Originally Posted By: Burgbud
(Cobra) But my point is that other-validation per se is NOT bad. In fact, there should not be anything wrong with it if both people could be trusted to hold up their end of the validation duty.

I disagree with this though I think maybe the disagreement is only semantic.

Other-validation is bad per se because I can't be other-validated if I'm already self-validated. Also, I can't trust *anybody* to hold up their end of the validation duty except myself.

Let me give you an example of what I mean, which may illustrate why I say the difference may only be semantic. One of the things I've done to build a post-divorce life is take up swing dancing. Almost all the women I've run into at various dances have been very polite and the etiquette, at least in this area, is not to turn anybody down who asks you to dance. Some women I've danced with seem to enjoy my style and are complimentary. They seem enthusiastic when I ask them to dance and sometimes even seek me out. Other women are much less enthusiastic and I've gotten the vibe from them that they don't really enjoy how I dance. I can think of at least three women that I won't ask to dance again because while they're polite about it, they appear to regard it as chore (though they're enthusiastic about dancing with other people). One woman in particular seems to wish she was far, far away whenever I'm in her field of view.
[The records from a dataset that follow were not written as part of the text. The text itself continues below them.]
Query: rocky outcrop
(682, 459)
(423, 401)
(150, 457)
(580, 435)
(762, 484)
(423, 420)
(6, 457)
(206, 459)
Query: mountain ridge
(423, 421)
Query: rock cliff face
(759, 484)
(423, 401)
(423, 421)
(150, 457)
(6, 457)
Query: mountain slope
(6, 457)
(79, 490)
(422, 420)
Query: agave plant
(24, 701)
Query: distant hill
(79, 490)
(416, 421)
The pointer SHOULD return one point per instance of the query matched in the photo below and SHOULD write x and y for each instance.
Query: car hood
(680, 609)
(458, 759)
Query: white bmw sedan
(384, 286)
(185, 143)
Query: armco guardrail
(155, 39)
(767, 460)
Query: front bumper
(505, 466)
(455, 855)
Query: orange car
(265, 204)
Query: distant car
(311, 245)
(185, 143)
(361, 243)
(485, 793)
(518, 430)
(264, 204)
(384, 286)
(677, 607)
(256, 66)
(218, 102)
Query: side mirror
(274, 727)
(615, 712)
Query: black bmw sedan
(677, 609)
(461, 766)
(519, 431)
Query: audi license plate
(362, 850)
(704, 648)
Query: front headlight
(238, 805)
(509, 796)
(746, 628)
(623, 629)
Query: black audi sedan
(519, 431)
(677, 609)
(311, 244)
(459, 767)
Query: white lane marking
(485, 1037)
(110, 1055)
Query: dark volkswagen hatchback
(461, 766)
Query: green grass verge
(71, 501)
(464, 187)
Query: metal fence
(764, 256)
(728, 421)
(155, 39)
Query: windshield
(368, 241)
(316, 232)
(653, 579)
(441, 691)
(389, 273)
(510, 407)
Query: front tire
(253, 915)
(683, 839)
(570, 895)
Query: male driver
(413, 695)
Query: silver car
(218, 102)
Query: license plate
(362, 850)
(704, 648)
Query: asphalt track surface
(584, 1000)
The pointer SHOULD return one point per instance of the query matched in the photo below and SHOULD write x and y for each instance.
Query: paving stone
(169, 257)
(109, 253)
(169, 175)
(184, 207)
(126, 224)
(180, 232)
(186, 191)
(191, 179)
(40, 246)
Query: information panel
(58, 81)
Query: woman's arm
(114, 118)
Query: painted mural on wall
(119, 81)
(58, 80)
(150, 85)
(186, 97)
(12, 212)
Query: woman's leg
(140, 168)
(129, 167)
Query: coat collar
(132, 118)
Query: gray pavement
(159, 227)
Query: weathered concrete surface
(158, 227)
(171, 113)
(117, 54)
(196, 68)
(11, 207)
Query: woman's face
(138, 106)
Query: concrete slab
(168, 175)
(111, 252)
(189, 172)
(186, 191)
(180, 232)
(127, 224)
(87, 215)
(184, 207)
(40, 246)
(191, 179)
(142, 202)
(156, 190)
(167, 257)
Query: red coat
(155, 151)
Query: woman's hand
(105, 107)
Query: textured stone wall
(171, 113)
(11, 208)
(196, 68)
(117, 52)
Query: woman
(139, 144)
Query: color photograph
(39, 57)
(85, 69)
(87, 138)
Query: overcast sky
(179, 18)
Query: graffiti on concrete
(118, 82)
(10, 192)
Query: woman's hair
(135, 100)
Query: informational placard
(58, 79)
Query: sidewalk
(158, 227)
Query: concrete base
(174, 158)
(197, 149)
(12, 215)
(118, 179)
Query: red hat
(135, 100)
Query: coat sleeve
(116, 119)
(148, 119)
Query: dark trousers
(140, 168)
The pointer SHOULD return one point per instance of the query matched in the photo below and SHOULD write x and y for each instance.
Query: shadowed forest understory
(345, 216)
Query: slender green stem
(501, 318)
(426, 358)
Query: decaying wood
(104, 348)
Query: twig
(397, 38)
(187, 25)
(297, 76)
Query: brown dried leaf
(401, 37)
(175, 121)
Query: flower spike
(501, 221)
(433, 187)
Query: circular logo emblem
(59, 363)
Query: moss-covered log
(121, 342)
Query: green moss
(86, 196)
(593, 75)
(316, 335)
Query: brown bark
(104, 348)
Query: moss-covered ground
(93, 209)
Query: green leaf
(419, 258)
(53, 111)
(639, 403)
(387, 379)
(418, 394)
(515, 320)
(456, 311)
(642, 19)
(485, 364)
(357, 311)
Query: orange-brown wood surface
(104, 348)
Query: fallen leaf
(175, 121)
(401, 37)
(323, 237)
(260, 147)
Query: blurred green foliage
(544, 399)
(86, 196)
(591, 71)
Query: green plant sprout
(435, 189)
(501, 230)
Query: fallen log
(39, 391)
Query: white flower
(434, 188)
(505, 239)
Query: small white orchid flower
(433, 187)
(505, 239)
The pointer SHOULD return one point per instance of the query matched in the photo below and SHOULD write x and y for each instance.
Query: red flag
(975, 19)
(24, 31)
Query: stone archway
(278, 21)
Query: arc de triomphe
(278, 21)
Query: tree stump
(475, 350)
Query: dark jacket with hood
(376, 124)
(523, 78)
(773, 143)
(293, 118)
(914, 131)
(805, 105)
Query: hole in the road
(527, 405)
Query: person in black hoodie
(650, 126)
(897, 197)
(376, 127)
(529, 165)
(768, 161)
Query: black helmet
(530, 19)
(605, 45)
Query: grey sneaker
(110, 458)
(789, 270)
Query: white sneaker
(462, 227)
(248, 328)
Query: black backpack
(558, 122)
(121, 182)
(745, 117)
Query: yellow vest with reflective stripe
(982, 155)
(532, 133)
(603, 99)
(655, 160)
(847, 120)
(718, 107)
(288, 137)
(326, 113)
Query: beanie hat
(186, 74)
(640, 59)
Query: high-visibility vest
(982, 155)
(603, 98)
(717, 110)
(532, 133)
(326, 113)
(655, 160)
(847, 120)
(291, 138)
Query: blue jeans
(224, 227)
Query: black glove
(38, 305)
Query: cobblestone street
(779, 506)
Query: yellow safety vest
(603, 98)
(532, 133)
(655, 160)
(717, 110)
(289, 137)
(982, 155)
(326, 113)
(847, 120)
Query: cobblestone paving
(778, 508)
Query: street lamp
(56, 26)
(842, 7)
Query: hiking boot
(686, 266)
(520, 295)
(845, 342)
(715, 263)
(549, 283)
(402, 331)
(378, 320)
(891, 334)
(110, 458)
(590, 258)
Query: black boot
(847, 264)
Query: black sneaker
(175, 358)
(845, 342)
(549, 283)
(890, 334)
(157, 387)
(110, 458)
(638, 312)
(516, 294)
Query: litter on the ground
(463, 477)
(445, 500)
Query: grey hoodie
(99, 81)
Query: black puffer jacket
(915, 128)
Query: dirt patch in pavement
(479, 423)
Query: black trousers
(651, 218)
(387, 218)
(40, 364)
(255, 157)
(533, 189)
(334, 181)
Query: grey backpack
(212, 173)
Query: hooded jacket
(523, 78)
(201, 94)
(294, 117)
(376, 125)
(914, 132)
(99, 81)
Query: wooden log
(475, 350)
None of these women validate me one way or the other. I know I'm a good dancer. I know I have a tremendous amount still to learn and a lot of potential for improvement. I'm not immune to the differences in how I feel when dancing with enthusiastic vs. non-enthusiastic women, though. It's a lot more fun dancing with someone who's enjoying themselves, so I make sure to pick out those ladies who seem to be having fun with me. If a song gets played that I particularly enjoy, I try to find one of those women. I'm not impervious and above it all, emotionally.

So maybe when you say that other-validation isn't bad per se, you're meaning it's okay to allow another's reaction to us to determine whether or not we enjoy being around them. I'm saying other-validation *is* bad per se because by definition it's allowing another's reaction to us to determine whether or not we enjoy being *us*.



But now (if you replace "dancing" with "sex") you *are* talking about what CeMar and I are talking about.

So you seek out a parter because they enjoy being with you. What if you then entered into a contractual agreement to dance professionally with ONLY that partner......and then you found out later that they never liked dancing with you at all.....or they changed their style and didn't like dancing with you any longer.

I can already hear you say that it wouldn't effect the way that you feel about yourself as a dancer....but you've already admitted that you "are not impervious and above it all emotionally".

What if you then knew that there were other partners who would really be happy to dance with you.....but you were contratually obligated to never do so. You love dancing....but you can never do so with a partner that really wants to dance with you ever again. You're resigned to either dancing all by yourself, or breaking your contract. In some ways, it can almost ruin an emotional activity that you hold near and dear to your heart.

In your own illustration, I see the potential for exactly what CeMar talks about all the time.....but may not be communicating very well....

Last edited by tripod; 08/21/07 03:15 AM.